Di desanya, sebagian besar orang kurang peduli dengan kehidupan
nenek Kemi. Namun, ada juga orang yang peduli dengannya. Salah satunya Budi
Solihin (48) selaku Kepala Dusun Semen, Sukerejo, Kajoran, Magelang.
Dahulu, nenek kemi mempunyai sawah dan binatang ternak berupa
kambing. Tetapi demi mencukupi kebutuhan hidup sehari-sehari, terpaksa harta
tersebut harus di jual. Nenek Kemi yang sudah tua renta, tidak memungkinkan
untuk bekerja. Sedangkan anak bungsunya (ibu Kholimah), tidak tega untuk
meninggalkan ibu-nya di rumah terlalu lama. Untuk makan saja mereka
mendapatkan uluran tangan dari orang
sekitar. Singkong adalah makanan keseharian mereka, dan biasanya di olah
menjadi Gethuk. Karena selain lunak dimakan untuk sang nenek, juga cepat
membuat perut kenyang.
Mereka
tinggal di rumah yang berukuran 4x5 meter. Tetapi rumah itu bukan milik
sendiri, melainkan di berikan oleh Kepala Dusun setempat. Keadaan rumah ibu Kemi cukup memprihatinkan.
Dindingnya terbuat daribambu, sedangkan lantainya hanya beralaskan tanah.Di
dalam rumah ibu Kemi terdapat satu kamar tidur, satu kamar kosong untuk menaruh
barang-barang, dan dapur dengan alat masak berupa tungku.
Untuk mandi, nenek Kemi menumpang di rumah pak Budi Solihin (Kadus).
Sedangkan untuk keperluan mencuci, ibu Kholimah melakukannya di sumber mata air
yang jaraknya agak jauh dari rumahnya, danhal itu tidak membuatnya berhenti
menapakkan kaki. Anggapannya, air yang gratis lebih menguntungkan daripada
harus berhutang budi kepada orang lain.
Di musim penghujan adalah musim yang sangat menyedihkan buat nenek
Kemi. Selain cuaca yang dingin membuat tubuh keriputnya semakin berlipat-lipat,
serta keadaan rumah yang kurang layak membuat atap banyak yang bocor. Sedangkan
biaya untuk membetulkan rumah tidak ada.
Bapak Budi Solihin terkadang merasa iba dengan kondisi Ibu Kemi. “Ibu
Kemi itu, sudah sakit lama. Saat ini kelihatan sehat karena terbantu oleh
obat-obatan. Namun, jika telat minum obat maka penyakitnya akan kambuh.
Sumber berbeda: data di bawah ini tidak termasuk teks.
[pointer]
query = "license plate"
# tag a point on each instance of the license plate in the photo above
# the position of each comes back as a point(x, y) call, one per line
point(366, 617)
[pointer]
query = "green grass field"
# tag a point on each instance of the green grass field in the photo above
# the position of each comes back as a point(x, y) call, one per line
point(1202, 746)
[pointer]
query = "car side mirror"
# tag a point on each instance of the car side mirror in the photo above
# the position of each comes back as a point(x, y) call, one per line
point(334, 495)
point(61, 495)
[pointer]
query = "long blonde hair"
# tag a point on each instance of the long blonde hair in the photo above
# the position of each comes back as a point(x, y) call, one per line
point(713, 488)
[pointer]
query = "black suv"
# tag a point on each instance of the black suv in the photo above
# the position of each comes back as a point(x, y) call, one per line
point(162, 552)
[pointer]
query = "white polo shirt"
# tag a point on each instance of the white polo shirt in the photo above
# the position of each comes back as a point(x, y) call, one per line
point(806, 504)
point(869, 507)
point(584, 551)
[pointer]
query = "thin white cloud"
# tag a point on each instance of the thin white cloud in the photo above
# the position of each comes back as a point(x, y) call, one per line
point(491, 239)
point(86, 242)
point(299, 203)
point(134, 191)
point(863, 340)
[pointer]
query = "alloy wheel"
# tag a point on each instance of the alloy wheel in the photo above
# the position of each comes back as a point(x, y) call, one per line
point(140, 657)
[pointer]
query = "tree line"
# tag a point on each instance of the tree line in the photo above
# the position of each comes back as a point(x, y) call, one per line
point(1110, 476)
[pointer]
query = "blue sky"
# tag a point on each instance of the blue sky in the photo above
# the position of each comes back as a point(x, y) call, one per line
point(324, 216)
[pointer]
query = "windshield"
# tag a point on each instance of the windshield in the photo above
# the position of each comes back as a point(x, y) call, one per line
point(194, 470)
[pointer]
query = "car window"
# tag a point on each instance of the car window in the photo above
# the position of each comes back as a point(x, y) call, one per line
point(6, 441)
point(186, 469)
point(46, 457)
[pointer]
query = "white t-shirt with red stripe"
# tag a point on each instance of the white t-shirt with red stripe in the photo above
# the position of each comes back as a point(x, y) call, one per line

Gejalanya seperti perut benjol membesar, terasa keras dan sakit. Serta kedua
tangannya bengkak. Biasanya berobat di puskesmas Watukarang di antar istri saya,”
ujar bapak Budi Solihin.
Harapan kedepannya, nenek Kemi di beri kesehatan dan umur panjang.
Serta rezeki, agar bisa memperbaiki rumah dan membuat kamar mandi. Bukan menyerah
terhadap takdir, tetapi bersyukur atas apa yang telah diberi, sehingga membuat
nenek Kemi bersemangat menjalani hidupnya.